Hrm, I don't really understand why it dropped so much when I changed to drawing 10 layers to the background either.  Maybe when I changed the function to tell it to draw all, it caused some kind of loop that's drawing them all multiple times or something.  I'm going away on vacation for the next couple days and will spend nights rewriting the draw code to see if I can figure this out.


One thing different between the front layer and the other nine, is that the deeper layers all use scaled sprites while the front uses unscaled.  Might that slow it way down?

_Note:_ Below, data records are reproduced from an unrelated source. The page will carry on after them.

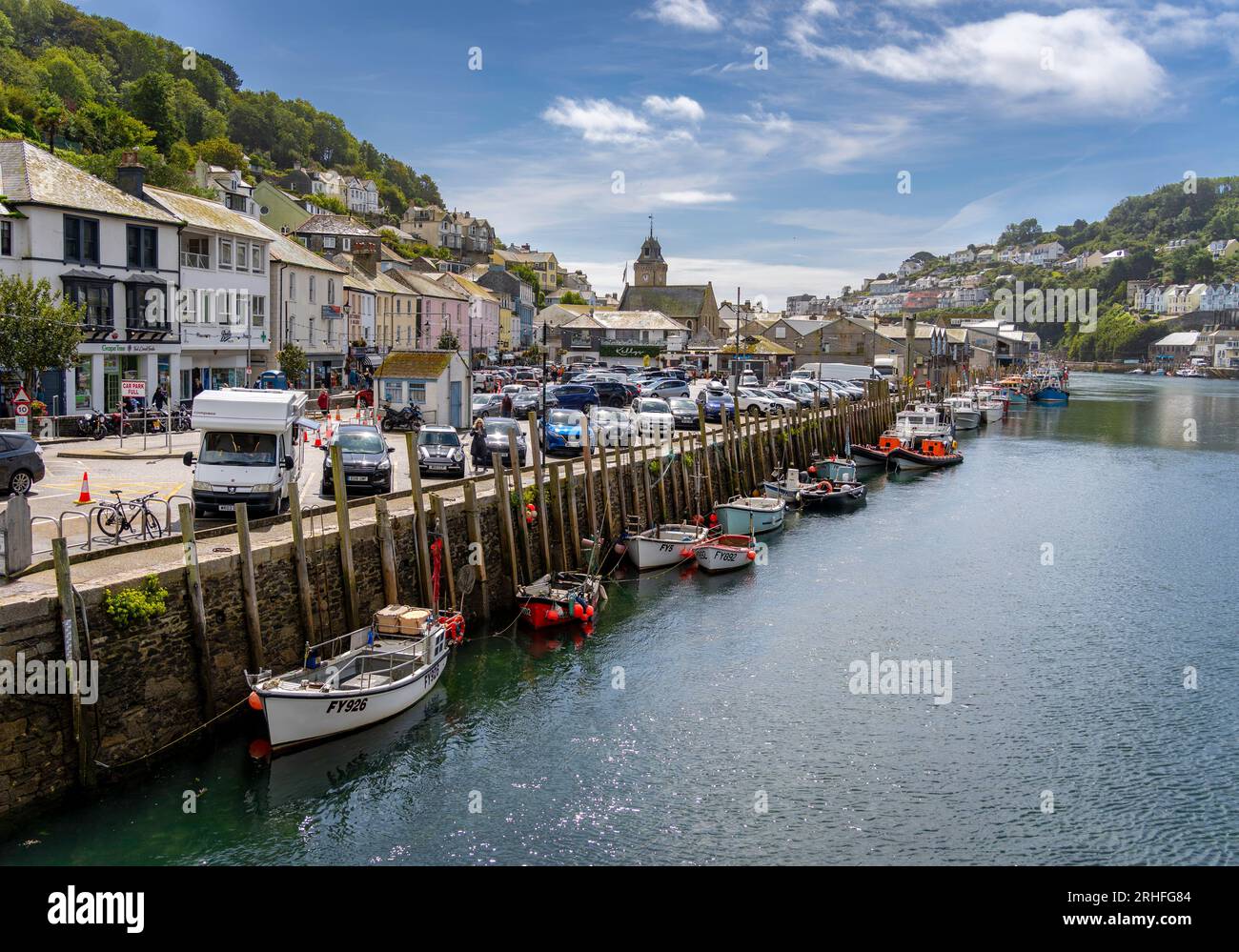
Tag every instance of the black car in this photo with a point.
(531, 399)
(497, 429)
(440, 452)
(612, 393)
(21, 462)
(366, 458)
(684, 412)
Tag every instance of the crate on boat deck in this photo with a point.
(413, 621)
(387, 621)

Mostly, my code just passes the surface around to several different custom functions for drawing rectangles/lines/sprites at the correct scaling for the requested layer.  There may be 1000 or more rectangles on the screen at once plus maybe 100 or so sprites, most scaled.  I could do some testing to consolidate rectangles into fewer larger rectangles, but I wasn't of the impression that the rectangles were the problem.

Ryan Timothy B

Quote from: Vince Twelve on Sun 11/07/2010 03:24:23
One thing different between the front layer and the other nine, is that the deeper layers all use scaled sprites while the front uses unscaled.  Might that slow it way down?
If you're scaling them every game loop, I'd say that would definitely be one reason it could be so slow.

When I played it earlier it looked as though the back layers don't change at all while you're playing in the front layer.  I would be creating and scaling those layers only once during the change of each level and keeping them in memory to be used each cycle.